Die Zurückweisung von international anerkannter Rechtsgrundsätzen zugunsten gewaltsam geschaffener Tatsachen, die Ablehnung von "Rechtskultur" im Namen von "Draufgängerei" erinnern an eines der schlimmsten Kapitel der deutschen Geschichte. Viele deutsche Akademiker und Juristen hatten 1933 wenig Mühe, ihre Grundsätze, ihre Lehren und ihre Überzeugungen dem Nazi-Regime anzupassen. Dahinter steckte mehr als nur Anpassung und Duckmäuserei. Das brutale Vorgehen der Nazis, die Politik der vollendeten Tatsachen übte eine starke Faszination auf sie aus. Ein Widerhall dieser Haltung findet sich bis heute in dem Kult, der um Figuren wie Ernst Jünger und Leni Riefenstahl getrieben wird.

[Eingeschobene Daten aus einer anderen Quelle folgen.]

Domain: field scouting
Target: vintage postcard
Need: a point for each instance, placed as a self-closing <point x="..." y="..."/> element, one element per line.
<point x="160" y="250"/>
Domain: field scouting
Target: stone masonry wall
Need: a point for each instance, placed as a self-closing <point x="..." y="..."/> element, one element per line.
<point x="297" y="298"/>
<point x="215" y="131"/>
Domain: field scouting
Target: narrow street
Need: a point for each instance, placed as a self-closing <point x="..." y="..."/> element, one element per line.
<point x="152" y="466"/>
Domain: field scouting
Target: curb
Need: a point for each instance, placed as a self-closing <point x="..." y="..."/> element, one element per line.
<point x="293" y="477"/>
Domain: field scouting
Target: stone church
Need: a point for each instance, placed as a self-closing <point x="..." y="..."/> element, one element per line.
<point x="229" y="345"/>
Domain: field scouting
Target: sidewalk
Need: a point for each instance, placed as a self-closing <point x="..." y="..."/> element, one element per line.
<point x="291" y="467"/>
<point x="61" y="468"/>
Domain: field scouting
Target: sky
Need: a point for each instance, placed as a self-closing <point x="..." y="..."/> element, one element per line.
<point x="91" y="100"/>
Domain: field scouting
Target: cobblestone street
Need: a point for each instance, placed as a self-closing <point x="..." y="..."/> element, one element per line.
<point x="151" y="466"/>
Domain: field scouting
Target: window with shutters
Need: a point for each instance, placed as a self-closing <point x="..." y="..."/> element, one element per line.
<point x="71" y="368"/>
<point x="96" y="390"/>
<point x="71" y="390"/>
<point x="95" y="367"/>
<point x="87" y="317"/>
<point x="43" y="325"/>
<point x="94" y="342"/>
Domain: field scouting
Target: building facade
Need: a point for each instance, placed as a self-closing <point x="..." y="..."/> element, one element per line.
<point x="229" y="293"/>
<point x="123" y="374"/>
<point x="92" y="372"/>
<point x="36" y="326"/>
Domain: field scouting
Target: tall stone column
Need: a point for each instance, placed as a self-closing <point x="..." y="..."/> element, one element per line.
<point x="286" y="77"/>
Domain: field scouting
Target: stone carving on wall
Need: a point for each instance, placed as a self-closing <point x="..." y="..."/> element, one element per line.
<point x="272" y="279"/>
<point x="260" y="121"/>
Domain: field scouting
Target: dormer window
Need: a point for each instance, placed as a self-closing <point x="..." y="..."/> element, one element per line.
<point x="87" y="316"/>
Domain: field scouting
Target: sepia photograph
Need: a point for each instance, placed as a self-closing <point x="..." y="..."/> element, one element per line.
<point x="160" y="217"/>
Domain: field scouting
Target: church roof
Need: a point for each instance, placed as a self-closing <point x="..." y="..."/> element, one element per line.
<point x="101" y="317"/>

Es wäre allerdings ungerecht, die Leitartikler der Zeitungen allein für diese Haltung verantwortlich zu machen. Sie sprechen nur aus, was in der Regierung praktisch vollzogen wird. Kanzler Schröder und Außenminister Fischer bemühen sich längst um eine Annäherung an die USA.

"Anders als die offiziellen Verlautbarungen vermuten lassen", meldete der in der Regel mit Regierungsinterna gut versorgte Spiegel schon vor zwei Wochen, "haben sich die deutschen Realos Schröder und Fischer mit dem Triumph der Vereinigten Staaten am Golf und den daraus resultierenden Siegerrechten längst arrangiert." Eine "zentrale Rolle" der UNO wird nur noch in offiziellen Verlautbarungen gefordert, und auch die Beteiligung an den Kosten für den Wiederaufbau und die Entsendung von Bundeswehrsoldaten ist im Gespräch.

Schröder gibt kein Interview, indem er nicht die "gemeinsame Wertebasis" zwischen Deutschland und den USA unterstreicht. In einem Gespräch mit dem jüngsten Spiegel entschuldigte er sich beinahe gegenüber Präsident Bush. "Dass es überzogene Äußerungen gab, auch aus meinem früheren Kabinett, habe ich sehr bedauert", sagte er.

Nachdem es ihnen nicht gelungen ist, die US-Regierung mit diplomatischen Mitteln von ihrem Kriegsvorhaben abzuhalten, möchten Schröder und Fischer als Juniorpartner an ihre Seite treten.

(Dieser Artikel ist auch in der gleichheit - Mai bis August 2003 enthalten.)